We just had some customers report a bug. Not good. We didn’t get an exception email. All the tests passed. We couldn’t see anything untoward in the log files. But it was there. We could reproduce it, both in staging and in production. Not good at all.
But the weirdest thing was we couldn’t figure out the cause. Well I could see why the code was failing (after adding some extra log messages). But ‘git blame’ said those lines of code were unchanged in twelve months. Why hadn’t people complained before? Why hadn’t we noticed it?
After much hunting through log files we found the point when the feature last worked. It coincided with a deployment. That deployment was our Rails 2.3.4 forms vulnerability fix. And the bug was in a form – a missing form parameter that earlier versions of Rails ignored, the newer Rails was choking on.
But why didn’t the tests catch it?
After more hunting I saw that the Cucumber test that exercised the form didn’t have a “When I press the Update button” step. And the subsequent tests were passing, even though the update button hadn’t been pressed.
So I added the step in and made the feature pass. Then deployed it as an emergency fix.
However, what are the lessons to learn here (as there are always some)?
- Firstly, testing cannot catch everything.
- Secondly, the cracks in your tests are where the bugs are.

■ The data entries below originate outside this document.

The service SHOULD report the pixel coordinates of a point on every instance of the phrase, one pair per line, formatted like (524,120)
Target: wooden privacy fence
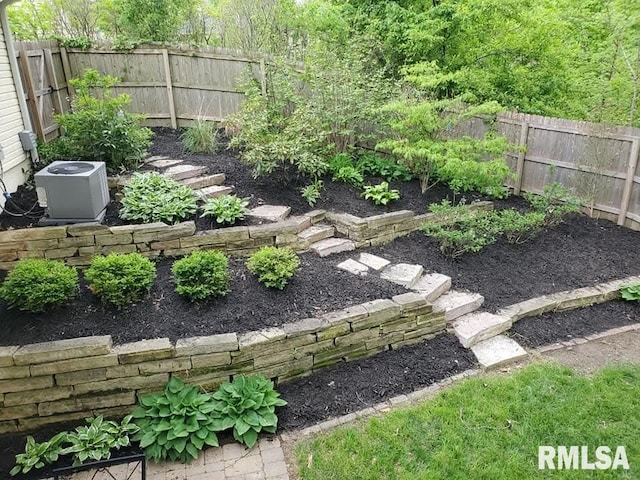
(598,162)
(173,86)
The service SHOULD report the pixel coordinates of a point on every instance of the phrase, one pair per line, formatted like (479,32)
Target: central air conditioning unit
(72,192)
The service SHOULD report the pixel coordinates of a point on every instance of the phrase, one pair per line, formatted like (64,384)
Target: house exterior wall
(15,165)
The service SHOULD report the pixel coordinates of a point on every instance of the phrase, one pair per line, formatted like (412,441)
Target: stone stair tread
(164,163)
(272,213)
(432,286)
(498,351)
(317,232)
(353,267)
(204,180)
(214,191)
(373,261)
(477,326)
(183,171)
(329,246)
(455,304)
(405,274)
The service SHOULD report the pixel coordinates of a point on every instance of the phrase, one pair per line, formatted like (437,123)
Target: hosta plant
(98,438)
(151,197)
(226,209)
(630,292)
(38,455)
(248,405)
(380,194)
(177,423)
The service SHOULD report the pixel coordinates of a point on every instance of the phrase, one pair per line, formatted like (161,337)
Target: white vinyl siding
(15,158)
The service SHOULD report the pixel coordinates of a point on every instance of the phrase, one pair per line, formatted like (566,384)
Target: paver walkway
(265,461)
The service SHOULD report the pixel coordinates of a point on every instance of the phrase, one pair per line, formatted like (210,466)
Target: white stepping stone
(353,267)
(455,304)
(405,274)
(272,213)
(204,181)
(432,285)
(164,163)
(329,246)
(215,191)
(373,261)
(478,326)
(498,351)
(180,172)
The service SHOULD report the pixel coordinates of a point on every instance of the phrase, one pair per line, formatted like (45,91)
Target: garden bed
(555,327)
(579,252)
(317,288)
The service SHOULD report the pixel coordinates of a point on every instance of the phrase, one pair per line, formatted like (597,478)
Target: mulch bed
(273,190)
(318,287)
(555,327)
(338,390)
(578,253)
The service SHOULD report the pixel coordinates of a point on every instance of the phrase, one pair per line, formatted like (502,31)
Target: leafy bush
(99,128)
(519,227)
(201,275)
(36,285)
(555,202)
(459,230)
(349,175)
(630,292)
(177,423)
(312,192)
(274,266)
(248,405)
(121,279)
(96,440)
(226,209)
(380,194)
(150,197)
(384,167)
(200,137)
(37,455)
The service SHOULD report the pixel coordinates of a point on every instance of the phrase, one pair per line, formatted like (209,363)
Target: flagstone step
(330,246)
(204,181)
(317,232)
(271,213)
(498,351)
(215,191)
(475,327)
(184,171)
(455,304)
(432,286)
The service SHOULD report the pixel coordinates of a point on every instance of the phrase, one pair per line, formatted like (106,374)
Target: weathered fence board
(172,87)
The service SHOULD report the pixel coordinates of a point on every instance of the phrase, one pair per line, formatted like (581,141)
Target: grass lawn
(489,428)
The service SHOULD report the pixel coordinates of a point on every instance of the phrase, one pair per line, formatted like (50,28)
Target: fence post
(628,181)
(36,115)
(524,134)
(167,75)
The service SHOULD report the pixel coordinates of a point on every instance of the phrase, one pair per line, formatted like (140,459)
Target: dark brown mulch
(348,387)
(562,326)
(338,390)
(318,287)
(580,252)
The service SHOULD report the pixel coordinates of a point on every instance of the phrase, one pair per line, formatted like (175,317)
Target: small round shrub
(36,285)
(274,266)
(121,279)
(201,275)
(150,197)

- Thirdly, we probably need some sort of peer review for tests. I feel that this is more important than for code, because once the tests are right you can refactor the code without worry.
- Fourthly, you really need to log everything. Absolutely everything. Don’t worry about your huge log files – that’s what `logrotate` is for. Get it written down so that one time when you have an obscure bug, you’ll be able to find it easily.